American activist (born 1947)

Robert Roche, also known as Bob Roche and Rob Roche, is an activist for Native American civil rights. He is perhaps best known for being one of several prominent American Indians to spearhead the movement against the use of Native American imagery as sports mascots.

==Early life==
Robert Roche was born Robert Joseph Roche on 3 May 1947 at Saint Ann's Hospital located in Cleveland, Ohio. He would end up meeting Russell Means, a well-known actor, civil rights activist and founder of the Cleveland branch of the American Indian Movement. He would profoundly influence a young Roche, and the two would go on to collaborate on many projects.

==Career==
From 1974 to 1984, Roche worked in the City of Cleveland Juvenile Court Division as an Acting Probation Officer. During this time, he worked with indigenous youth who had come in contact with and were already in the juvenile justice system. In 1995, Robert Roche founded the American Indian Education Center, a non-profit organization that offered a variety of re-entry services for the American Indian population in the greater Greater Cleveland area, including HIV testing, tutoring, smoking cessation classes, cultural programming and resume writing instruction. in Cleveland, Ohio. Roche opened the American Indian Education Center to provide a more comprehensive variety of services after the two decades of controversy its "predecessor," the Cleveland American Indian Center, founded by Russell Means, had been embroiled in. in Cleveland, Ohio.

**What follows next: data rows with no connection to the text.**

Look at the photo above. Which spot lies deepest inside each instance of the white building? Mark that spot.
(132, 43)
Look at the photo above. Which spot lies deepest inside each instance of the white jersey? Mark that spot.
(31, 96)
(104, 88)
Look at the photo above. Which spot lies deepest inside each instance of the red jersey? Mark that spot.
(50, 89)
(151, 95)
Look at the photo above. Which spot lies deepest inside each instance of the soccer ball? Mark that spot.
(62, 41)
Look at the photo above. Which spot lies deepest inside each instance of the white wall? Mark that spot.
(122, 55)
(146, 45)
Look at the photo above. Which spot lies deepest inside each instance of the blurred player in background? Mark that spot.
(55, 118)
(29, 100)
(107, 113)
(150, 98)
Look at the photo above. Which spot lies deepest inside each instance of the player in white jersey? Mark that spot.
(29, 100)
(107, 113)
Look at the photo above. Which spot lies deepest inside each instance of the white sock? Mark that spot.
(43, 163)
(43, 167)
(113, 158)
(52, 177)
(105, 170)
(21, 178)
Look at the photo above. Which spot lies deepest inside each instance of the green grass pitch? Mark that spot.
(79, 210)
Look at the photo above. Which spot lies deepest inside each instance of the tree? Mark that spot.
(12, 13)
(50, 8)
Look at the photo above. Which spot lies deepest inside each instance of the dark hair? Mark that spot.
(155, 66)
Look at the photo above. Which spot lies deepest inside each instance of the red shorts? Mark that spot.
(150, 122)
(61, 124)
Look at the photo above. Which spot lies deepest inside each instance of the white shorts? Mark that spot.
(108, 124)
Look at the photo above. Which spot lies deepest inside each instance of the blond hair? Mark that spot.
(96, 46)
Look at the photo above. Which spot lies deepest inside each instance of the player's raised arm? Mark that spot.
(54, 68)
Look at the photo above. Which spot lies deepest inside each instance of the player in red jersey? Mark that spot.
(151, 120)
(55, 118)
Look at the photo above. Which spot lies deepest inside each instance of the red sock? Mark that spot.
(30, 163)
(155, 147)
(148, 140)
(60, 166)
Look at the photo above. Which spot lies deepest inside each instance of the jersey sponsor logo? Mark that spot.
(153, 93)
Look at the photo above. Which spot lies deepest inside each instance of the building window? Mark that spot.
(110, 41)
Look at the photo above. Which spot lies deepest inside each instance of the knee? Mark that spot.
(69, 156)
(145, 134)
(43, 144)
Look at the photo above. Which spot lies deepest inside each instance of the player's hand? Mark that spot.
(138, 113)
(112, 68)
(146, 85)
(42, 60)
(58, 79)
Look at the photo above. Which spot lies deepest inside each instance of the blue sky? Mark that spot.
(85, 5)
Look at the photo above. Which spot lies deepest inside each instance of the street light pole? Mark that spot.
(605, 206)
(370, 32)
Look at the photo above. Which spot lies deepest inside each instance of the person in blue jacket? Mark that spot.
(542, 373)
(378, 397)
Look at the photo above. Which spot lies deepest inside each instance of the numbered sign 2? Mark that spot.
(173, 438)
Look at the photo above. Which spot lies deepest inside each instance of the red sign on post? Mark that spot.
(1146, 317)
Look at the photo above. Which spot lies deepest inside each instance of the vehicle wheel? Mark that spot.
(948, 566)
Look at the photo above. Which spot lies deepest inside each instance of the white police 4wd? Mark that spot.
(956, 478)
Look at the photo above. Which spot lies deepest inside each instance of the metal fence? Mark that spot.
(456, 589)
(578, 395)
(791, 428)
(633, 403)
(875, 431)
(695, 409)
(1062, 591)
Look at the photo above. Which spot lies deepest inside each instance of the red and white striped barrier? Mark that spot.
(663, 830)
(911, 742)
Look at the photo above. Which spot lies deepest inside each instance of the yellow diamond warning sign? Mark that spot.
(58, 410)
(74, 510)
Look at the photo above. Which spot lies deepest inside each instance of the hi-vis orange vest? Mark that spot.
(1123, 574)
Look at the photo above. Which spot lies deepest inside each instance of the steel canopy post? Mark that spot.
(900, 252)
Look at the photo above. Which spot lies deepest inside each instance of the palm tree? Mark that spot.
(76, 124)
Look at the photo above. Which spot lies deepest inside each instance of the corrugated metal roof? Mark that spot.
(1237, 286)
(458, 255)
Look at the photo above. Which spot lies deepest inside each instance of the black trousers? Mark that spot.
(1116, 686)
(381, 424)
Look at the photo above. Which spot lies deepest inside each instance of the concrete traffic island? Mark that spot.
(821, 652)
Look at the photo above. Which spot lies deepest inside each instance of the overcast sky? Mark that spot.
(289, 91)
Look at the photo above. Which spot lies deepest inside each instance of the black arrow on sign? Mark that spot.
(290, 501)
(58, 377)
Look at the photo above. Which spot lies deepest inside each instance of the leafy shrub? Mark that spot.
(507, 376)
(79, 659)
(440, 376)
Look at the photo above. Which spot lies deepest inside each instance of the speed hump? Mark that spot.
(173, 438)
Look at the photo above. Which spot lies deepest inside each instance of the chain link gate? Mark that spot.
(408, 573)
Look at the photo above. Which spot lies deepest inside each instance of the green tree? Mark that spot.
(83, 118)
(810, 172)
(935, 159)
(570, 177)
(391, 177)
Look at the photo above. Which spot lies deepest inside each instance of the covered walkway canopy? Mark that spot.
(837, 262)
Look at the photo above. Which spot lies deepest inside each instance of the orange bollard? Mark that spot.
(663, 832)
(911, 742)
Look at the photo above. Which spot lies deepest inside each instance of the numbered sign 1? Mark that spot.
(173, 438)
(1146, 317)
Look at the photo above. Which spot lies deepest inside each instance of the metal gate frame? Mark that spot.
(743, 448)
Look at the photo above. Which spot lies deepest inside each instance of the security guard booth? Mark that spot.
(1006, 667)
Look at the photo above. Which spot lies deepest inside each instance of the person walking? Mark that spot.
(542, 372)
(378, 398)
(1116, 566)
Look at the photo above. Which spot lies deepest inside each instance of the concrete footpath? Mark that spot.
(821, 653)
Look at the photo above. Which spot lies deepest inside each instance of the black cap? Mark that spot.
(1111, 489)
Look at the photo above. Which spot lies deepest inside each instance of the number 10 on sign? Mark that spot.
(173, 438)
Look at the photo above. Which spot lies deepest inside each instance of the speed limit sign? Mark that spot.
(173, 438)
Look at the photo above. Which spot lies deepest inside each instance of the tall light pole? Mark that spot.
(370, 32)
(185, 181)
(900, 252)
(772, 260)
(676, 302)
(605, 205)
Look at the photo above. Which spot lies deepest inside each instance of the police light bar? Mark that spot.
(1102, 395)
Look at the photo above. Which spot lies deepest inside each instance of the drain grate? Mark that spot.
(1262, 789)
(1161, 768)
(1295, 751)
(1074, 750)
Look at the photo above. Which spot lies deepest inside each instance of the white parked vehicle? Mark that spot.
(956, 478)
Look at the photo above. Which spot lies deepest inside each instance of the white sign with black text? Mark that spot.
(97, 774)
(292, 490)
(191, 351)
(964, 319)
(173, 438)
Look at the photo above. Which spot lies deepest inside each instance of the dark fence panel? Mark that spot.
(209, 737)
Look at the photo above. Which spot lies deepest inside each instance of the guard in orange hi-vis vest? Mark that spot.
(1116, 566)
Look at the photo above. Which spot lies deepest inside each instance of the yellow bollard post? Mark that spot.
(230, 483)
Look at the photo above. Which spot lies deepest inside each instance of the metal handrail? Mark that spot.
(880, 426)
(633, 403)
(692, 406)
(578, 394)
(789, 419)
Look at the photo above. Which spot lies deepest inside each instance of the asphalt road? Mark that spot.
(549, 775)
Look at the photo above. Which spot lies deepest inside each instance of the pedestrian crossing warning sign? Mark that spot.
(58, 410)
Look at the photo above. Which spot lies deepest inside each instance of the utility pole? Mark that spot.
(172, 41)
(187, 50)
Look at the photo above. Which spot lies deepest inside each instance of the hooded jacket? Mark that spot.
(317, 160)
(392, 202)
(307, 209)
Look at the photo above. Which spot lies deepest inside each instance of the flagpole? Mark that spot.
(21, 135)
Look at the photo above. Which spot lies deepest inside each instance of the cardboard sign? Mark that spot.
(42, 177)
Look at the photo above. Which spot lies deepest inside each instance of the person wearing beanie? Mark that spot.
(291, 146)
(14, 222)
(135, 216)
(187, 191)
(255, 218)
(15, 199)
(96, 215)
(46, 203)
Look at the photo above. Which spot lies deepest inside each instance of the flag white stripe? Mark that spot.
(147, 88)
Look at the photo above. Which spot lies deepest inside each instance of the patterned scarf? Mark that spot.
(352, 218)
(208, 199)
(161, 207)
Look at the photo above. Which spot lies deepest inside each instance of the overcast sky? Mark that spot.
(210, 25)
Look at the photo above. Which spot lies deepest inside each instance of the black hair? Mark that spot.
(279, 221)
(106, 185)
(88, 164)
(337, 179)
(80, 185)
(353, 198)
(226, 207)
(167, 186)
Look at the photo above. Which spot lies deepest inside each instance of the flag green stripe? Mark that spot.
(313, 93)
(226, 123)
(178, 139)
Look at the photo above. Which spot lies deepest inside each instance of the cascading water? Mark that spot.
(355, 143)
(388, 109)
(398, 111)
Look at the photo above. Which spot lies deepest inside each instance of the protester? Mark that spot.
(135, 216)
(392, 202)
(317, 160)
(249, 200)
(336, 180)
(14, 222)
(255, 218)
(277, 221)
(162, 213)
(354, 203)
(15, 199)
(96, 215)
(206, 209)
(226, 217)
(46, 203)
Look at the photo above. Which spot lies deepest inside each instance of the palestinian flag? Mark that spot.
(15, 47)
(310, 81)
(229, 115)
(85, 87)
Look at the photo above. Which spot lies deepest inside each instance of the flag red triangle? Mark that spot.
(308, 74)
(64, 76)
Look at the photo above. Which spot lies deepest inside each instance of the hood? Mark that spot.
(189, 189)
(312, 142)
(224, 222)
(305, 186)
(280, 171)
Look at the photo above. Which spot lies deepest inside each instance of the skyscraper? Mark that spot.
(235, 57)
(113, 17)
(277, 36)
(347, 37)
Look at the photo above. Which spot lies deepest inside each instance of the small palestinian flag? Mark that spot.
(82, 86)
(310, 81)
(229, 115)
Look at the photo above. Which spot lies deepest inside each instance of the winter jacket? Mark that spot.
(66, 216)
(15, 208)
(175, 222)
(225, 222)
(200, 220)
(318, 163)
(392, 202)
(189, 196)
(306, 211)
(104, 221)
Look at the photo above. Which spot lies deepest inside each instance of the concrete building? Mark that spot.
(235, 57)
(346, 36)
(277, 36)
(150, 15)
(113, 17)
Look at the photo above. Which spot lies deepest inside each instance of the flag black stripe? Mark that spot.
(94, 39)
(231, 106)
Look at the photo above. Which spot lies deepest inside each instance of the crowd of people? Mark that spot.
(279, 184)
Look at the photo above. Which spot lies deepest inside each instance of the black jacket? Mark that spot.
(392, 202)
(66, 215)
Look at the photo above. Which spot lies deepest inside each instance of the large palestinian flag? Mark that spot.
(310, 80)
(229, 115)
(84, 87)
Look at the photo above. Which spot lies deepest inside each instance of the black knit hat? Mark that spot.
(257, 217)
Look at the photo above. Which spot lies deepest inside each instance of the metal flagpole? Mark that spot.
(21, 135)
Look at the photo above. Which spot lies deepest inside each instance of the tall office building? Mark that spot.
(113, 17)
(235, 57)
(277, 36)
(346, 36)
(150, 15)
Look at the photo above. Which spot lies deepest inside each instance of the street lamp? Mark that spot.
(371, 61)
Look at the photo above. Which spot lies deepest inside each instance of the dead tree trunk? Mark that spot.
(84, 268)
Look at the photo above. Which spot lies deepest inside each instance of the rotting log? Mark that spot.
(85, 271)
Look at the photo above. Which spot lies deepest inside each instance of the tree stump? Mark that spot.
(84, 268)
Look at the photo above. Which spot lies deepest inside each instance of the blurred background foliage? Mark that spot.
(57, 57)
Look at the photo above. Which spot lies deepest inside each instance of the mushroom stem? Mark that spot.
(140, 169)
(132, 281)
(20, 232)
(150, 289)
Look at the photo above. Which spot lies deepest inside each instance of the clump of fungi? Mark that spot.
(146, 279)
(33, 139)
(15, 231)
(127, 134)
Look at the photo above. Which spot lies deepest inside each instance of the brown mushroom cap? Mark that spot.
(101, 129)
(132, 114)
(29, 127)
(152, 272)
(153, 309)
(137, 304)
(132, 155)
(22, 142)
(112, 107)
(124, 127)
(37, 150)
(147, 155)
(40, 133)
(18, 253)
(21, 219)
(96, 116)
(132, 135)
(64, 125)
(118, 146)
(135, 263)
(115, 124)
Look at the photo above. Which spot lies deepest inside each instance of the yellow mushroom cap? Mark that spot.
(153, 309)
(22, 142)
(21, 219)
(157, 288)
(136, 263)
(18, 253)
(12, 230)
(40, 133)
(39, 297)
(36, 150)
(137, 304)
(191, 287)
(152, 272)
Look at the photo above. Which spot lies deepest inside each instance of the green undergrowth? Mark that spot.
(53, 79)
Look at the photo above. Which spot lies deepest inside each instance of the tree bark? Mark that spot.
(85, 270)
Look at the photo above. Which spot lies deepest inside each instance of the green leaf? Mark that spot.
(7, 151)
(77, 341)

Robert currently serves as the executive director of the American Indian Education Center in Cleveland, Ohio. Some of the work he carried out was documented in a book written by attorney Joseph Patrick Meissner as part of a compendium of accounts focusing on people who work to improve their community. Robert Roche has also taught a course in Oberlin College's Experimental College Department about the history of the Native American civil rights organization, the American Indian Movement.

==Activism==
Roche was an active member of the Cleveland branch of the Autonomous American Indian Movement (AAIM) until January 2020, a separate division of the American Indian Movement.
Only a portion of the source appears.